On March 30, the District Court granted a temporary order for the inmates to be given ballots, but after a hearing, they granted summary judgment for the Board on December 11. First, it agreed with the Board's interpretation of the statute, restricting "physical incapacity" to mean incapacity for medical reasons. Then, considering the constitutional question, it compared the Illinois law to three other cases where state laws about absentee ballot had been upheld. In the 1916 case Straughan v. Meyers, a Missouri law was upheld that granted absentee ballots to people traveling for work (e.g. railroad employees, traveling salesmen), but not others. In the 1936 case Lemons v. Noller, a Kansas law was upheld that granted absentee ballots to those who would be outside the state, even though physically disabled person inside the state could not get one. And in the 1963 case Hallahan v. Mittlebeeler, a Kentucky law was upheld that granted absentee ballots to those absent from their county who were "in the United States services, or bona fide, full time student[s]," but not others absent from their county. Finding Illinois's rules to be no more unreasonable than these other examples, the Court ruled in favor of the Board. McDonald and Byrd appealed directly to the Supreme Court.
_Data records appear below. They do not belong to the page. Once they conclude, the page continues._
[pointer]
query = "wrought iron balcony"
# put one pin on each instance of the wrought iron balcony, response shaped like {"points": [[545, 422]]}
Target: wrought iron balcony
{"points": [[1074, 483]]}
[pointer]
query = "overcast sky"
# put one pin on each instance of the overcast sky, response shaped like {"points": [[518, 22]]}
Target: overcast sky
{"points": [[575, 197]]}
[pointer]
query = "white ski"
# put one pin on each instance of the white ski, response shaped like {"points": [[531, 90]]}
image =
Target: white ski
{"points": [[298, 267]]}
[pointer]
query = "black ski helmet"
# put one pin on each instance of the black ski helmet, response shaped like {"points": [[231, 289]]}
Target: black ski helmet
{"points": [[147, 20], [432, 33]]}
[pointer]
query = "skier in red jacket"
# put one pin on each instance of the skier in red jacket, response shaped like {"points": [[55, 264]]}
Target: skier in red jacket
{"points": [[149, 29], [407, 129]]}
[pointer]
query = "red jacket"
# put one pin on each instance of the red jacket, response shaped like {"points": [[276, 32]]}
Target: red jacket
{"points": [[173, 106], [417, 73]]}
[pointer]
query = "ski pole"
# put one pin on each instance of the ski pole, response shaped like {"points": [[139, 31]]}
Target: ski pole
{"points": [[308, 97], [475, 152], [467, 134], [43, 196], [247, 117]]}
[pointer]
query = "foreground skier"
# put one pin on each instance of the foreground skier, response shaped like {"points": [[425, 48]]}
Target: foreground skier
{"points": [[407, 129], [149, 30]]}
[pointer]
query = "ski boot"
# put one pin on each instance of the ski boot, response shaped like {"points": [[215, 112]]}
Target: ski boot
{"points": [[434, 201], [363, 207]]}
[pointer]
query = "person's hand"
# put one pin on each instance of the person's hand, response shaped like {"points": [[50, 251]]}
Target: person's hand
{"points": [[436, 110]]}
== Decision of the Supreme Court ==

=== Majority opinion ===
A unanimous Supreme Court upheld the decision of the District Court. Writing for the majority, Chief Justice Warren first observed that the plaintiffs had two basic challenges to how Illinois had classified voters: first, that the distinction between medical incapacitated persons and the "judicially" incapacitated "bears no reasonable relationship to any legitimate state objective"; and second, that neither was there any good reason to distinguish between those in pretrial detention in their home county, and those detained elsewhere.

Before dealing with these, the Court addressed the implicit argument that, because the right to vote was involved, some level of strict scrutiny was required:

Such an exacting approach is not necessary here, however, for two readily apparent reasons. First, the distinctions made by Illinois' absentee provisions are not drawn on the basis of wealth or race. Secondly, there is nothing in the record to indicate that the Illinois statutory scheme has an impact on appellants' ability to exercise the fundamental right to vote. It is thus not the right to vote that is at stake here but a claimed right to receive absentee ballots.
— McDonald v. Board of Election Commissioners of Chicago, 394 US 802 (1969), (Warren, writing for the majority)

Instead, the Court applied the general rule for the constitutionality of a statute, that there must be "a rational relationship to a legitimate state end." From that point of view, Illinois absentee ballot laws were unobjectionable. It was rational, after all, to afford some voting conveniences to those with some medical problems, without granting the same to the whole population; and it was also rational to not want inmates voting for local officials from inside prison walls, where the same officials might have undue influence. The majority noted that the plaintiffs had not attempted to vote by any other means than by absentee ballot, saying that Illinois might well permit them to vote in some other manner.

=== Concurrence ===
Justices Harlan and Stewart concurred in the result, but did not join the majority opinion or write their own.